Citi confirmed on Tuesday that it is in talks with Morgan Stanley (MS) about possibly combining its Smith Barney retail brokerage business and Morgan Stanley’s wealth-management business, but questions remain about how effective the deal would be, both for Citi and for the new merged entity.
In addition, reports have emerged that Citi plans to announce a major reorganization in coming days, which FOX Business has been reporting as likely for months and has addressed recently as well.
Sources told FOX Business that a deal announcement for Smith Barney could come as early as Tuesday afternoon after the markets close.
Citi said no agreement has yet been reached, and said it would not comment beyond the press release. Reports suggest that Citi would sell 51% of Smith Barney to Morgan Stanley for $2 billion to $3 billion.
The talks are a sign that Citi is still struggling. Citi’s top management had been trying to avoid selling Smith Barney, which is regarded as one of the company’s crown jewels, despite the company’s increasingly dire financial situation. Brokerages are particularly valuable now because they can still make money, while other divisions are more hamstrung by the credit crisis.
“You never sell a brokerage at the bottom of the stock market. That’s Rule #1 in investment banking,” said Tobin Smith, chairman of Changewave Research and a FOX Business contributor. “That’s the price these guys are paying for their past sins and overleverage.”
Sources have told FOX Business that Citi’s fourth-quarter results will be the worst in the company’s history. Some have said the operating loss could be $10 billion or more.
That comes on top of billions of dollars in losses over the past year, as well as tens of billions of dollars infused by the U.S. government. The company lost $308 billion in total assets from the third quarter of 2007 to the third quarter of 2008.
Some thought the prospective deal could be favorable for the company.
"While ambiguity abounds, with unconfirmed transaction details and lacking Smith Barney disclosures, we estimate that C could record a pretax gain of nearly $10 billion," Sander O’Neill analyst Jeff Harte said in a research note, according to Dow Jones Newswires. He said the gain might “give a much needed boost to [Citi's] common equity levels."
Even if the deal turns out to be a good one, Citigroup might be a long way from solving its financial troubles.
Meredith Whitney, a banking analyst at Oppenheimer & Co., said that the sale of a stake in Smith Barney, even combined with the government’s bailout money, wouldn’t be enough to stabilize Citi.
And Smith of Changewave said there’s “an extreme culture clash” and “major bad blood” between the brokers at Smith Barney and Morgan Stanley, which could make a deal look less optimal once it’s done.
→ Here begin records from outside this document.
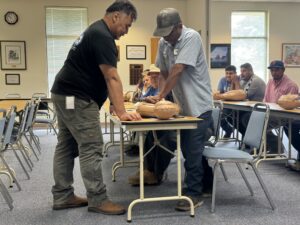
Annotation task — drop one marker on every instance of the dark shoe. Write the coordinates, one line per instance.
(227, 134)
(149, 179)
(73, 202)
(132, 150)
(107, 207)
(184, 205)
(206, 193)
(295, 166)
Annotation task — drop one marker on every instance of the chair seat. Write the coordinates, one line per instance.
(226, 154)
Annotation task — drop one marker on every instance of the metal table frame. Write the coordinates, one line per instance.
(153, 125)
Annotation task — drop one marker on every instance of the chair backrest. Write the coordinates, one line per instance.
(10, 121)
(2, 124)
(257, 126)
(39, 95)
(31, 115)
(43, 105)
(12, 95)
(24, 119)
(216, 116)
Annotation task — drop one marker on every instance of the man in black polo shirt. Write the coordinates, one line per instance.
(88, 77)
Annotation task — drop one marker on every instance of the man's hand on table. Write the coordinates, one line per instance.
(153, 99)
(132, 116)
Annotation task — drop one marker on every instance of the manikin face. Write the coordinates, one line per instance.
(174, 35)
(277, 73)
(121, 24)
(146, 81)
(229, 75)
(246, 74)
(154, 78)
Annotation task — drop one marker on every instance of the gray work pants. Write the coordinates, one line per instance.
(79, 135)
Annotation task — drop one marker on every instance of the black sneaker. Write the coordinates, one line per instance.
(132, 150)
(227, 134)
(206, 193)
(184, 205)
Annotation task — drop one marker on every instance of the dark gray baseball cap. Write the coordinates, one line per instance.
(166, 20)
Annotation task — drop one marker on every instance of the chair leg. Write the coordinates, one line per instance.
(245, 179)
(26, 153)
(21, 163)
(263, 186)
(55, 131)
(30, 145)
(6, 195)
(10, 172)
(35, 140)
(223, 172)
(213, 197)
(25, 156)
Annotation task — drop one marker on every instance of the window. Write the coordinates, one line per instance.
(63, 26)
(249, 40)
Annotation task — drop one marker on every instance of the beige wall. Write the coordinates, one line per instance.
(283, 28)
(31, 29)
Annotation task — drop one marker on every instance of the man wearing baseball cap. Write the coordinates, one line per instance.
(277, 86)
(182, 63)
(280, 84)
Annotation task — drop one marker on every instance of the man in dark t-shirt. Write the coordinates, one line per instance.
(87, 78)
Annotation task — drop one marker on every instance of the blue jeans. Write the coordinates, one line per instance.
(199, 174)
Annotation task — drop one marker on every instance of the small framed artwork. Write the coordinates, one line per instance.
(135, 51)
(12, 79)
(220, 55)
(291, 54)
(118, 52)
(13, 55)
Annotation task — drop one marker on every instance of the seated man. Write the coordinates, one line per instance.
(254, 88)
(279, 85)
(227, 84)
(153, 75)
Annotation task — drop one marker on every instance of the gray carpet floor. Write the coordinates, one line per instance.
(234, 205)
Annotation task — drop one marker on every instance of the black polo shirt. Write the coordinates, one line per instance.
(81, 76)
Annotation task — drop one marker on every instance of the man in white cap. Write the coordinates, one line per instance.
(183, 65)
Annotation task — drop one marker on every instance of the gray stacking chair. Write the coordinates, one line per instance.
(255, 138)
(13, 96)
(6, 195)
(5, 142)
(216, 115)
(43, 109)
(28, 128)
(3, 188)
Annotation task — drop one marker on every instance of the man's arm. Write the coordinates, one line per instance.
(115, 92)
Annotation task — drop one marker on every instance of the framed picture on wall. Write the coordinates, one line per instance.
(291, 54)
(135, 51)
(13, 55)
(12, 79)
(220, 55)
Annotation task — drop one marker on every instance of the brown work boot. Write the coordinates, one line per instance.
(149, 179)
(107, 207)
(73, 202)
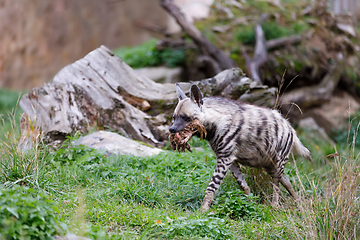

“There will be 19,000 reps for about a nanosecond,” Smith said, predicting that many representatives would be fired or quit almost immediately if a deal is done. “The only people this is good for are brokerage head-hunters, who get paid a bounty for the best reps,” as well as Bank of America’s (BAC) Merrill Lynch, UBS (UBS) and Wells Fargo’s (WFC) Wachovia, which could cherry-pick brokers.
Reports of the possible deal had emerged on Friday, the same day it was announced that senior adviser Robert Rubin would be leaving the company.
Morgan Stanley did not respond to a request for comment.
The willingness to sell a prime asset also showed that Citi is taking steps to downsize.
“Clearly, they have gotten the come-to-Jesus meeting” with government officials, Smith said. He said Citi was likely told, “you’re a commercial bank, not a brokerage. The only chance you have to raise more capital is as a commercial spread-lending bank. You match your assets with your liabilities, you do spread management. That’s what you are, so get rid of the stuff that ain’t that.”
Corresponding with that view, The Wall Street Journal reported on Tuesday that Citi was going to unveil a major reorganization on Jan. 22, along with its fourth-quarter earnings report. The WSJ said Citi will concentrate on two areas: wholesale banking for large customers, and retail banking for customers in select markets worldwide.
The Journal said that in addition to the Smith Barney deal, Citi would likely get rid of its consumer-finance operation, private-label credit cards and some consumer-related businesses in Japan. It also said Citi would reduce its proprietary-trading activity.